You have an impressive amount of knowledge about wine. How did you learn it all? I've taken courses, but I'm not certified. Most of my tutelage was from Annisa's former co-owner Jennifer Scism. She really instituted a program that encouraged us to taste tons of wine all the time and read about what we tasted. It's really a taste connection with sense memory.
So when did cocktails come into the picture? I've tended bar for at least a decade, but I wasn't allowed the freedom to take over a cocktail program until I started to manage Annisa about three years ago. I have a great deal of fun making up new recipes that I'm confident enough about to put on the menu.
What's your favorite cocktail that you've created? The Perfect Day. It's no longer on the menu because Annisa's menu changes each season, but it's a mix of crema de mezcal, Jamaican jerked grapefruit nage, and a salty, nutty Jura Chardonnay.
Have you had a cocktail elsewhere that totally blew your mind or inspired you? Chances are, the last great drink I had was at Maison Premiere in Williamsburg. I'm there almost every Monday. They make absolutely fantastic cocktails, and they have a really great wine list, tremendous food, and really knowledgeable bartenders. That place is astonishing.
The last cocktail I ordered there was so embarrassing and so good.
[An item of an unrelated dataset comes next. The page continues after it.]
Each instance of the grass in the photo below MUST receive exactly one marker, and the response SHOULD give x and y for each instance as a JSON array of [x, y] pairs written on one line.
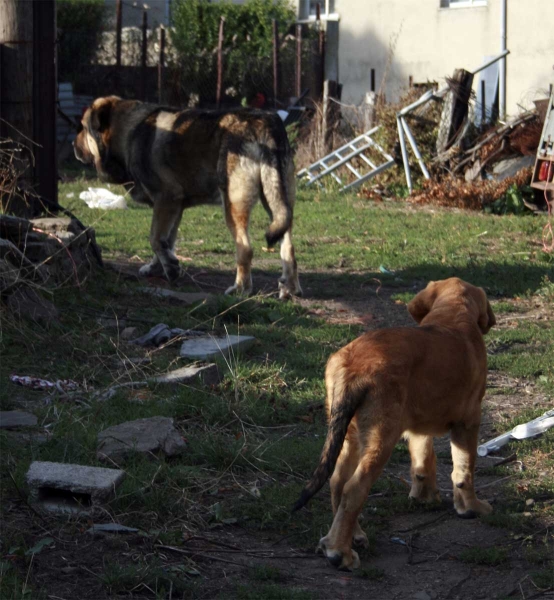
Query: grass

It was the Blind Lemon Jefferson, with mezcal, aperol, grapefruit, lemon, egg white, and soda. It's this bright pink cocktail served in a highball glass that's got an amazing smoky edge to it. They finish by adding an egg white, which they freeze for a few minutes so the egg solidifies and puffs up in the glass. I was there with my wife, and she ordered something much more butch than that. I order the fancy cocktail, and she gets a neat scotch.
Another place I go for inspiration is Fatty 'Cue in Williamsburg. I can drink one cocktail after another there; they make such perfect sense with the food.
What is one awesome cocktail ingredient that is often overlooked? One of the coolest tricks I learned is that when I want to add complexity to a cocktail and add some texture and volume without adding sugar, I should use Falernum, a very low-alcohol sweet cane-based liquor that has some delicate spice notes to it.
At the end of the night, what is your go-to drink? Either really good beer or old-world white wines. It's really boring.
Any favorite beers? Actually, I have been brewing beer with my brother recently. He's a scientist. He takes this very practical approach to beer-making, and I get excited and run around like a golden retriever. We just bottled a beer that I think is going to be fantastic. We did another before that with rooibos tea, which added a wonderful slight texture and herbal complexity.
The best beer I had recently was Brewtality made by Midnight Sun. On tap at Annisa, we have Greenport Harbor's Black Duck Porter, which I really like. Barrier out in Long Island makes amazing beer. I've had a lot of sour and smoked beers, but Barrier has this awesome ability to make smoked beers and really unusual beer styles without going over the top. They make this smoked Belgian ale that's incredibly refreshing that I love.
To drink great beer, I go to Alewife in Queens. It's not nearly as hip as most of the craft beer places around, but it has the most unpretentious dedication to a constantly revolving list of craft beers. It's in Long Island City. They have a beer challenge that asks you to drink 40 different styles of beer within 30 days, and then you get a mug with your name on it. My brother and I just did that. I'm so proud of it. That's good inspiration for beer-making.
1 1/2 oz Del Maguey crema de mezcal 1 1/2 oz Grapefruit nage 1 1/2 oz Domaine Montbourgeau L'Etoile Pinch of Tari's Jerk Seasoning 1/2 oz lemon juice 1/2 oz simple syrup Dash Scrappy's grapefruit bitters
Rim a highball glass with salt. Combine all ingredients except for bitters in a cocktail shaker with ice. Shake and pour over ice, add bitters. Garnish with grapefruit twist.
To make the grapefruit nage, combine two liters of grapefruit juice, one liter white wine, 2 1/2 cups sugar, 8 cups water, and zest of 10 grapefruits. Simmer and reduce until sweet and bitter.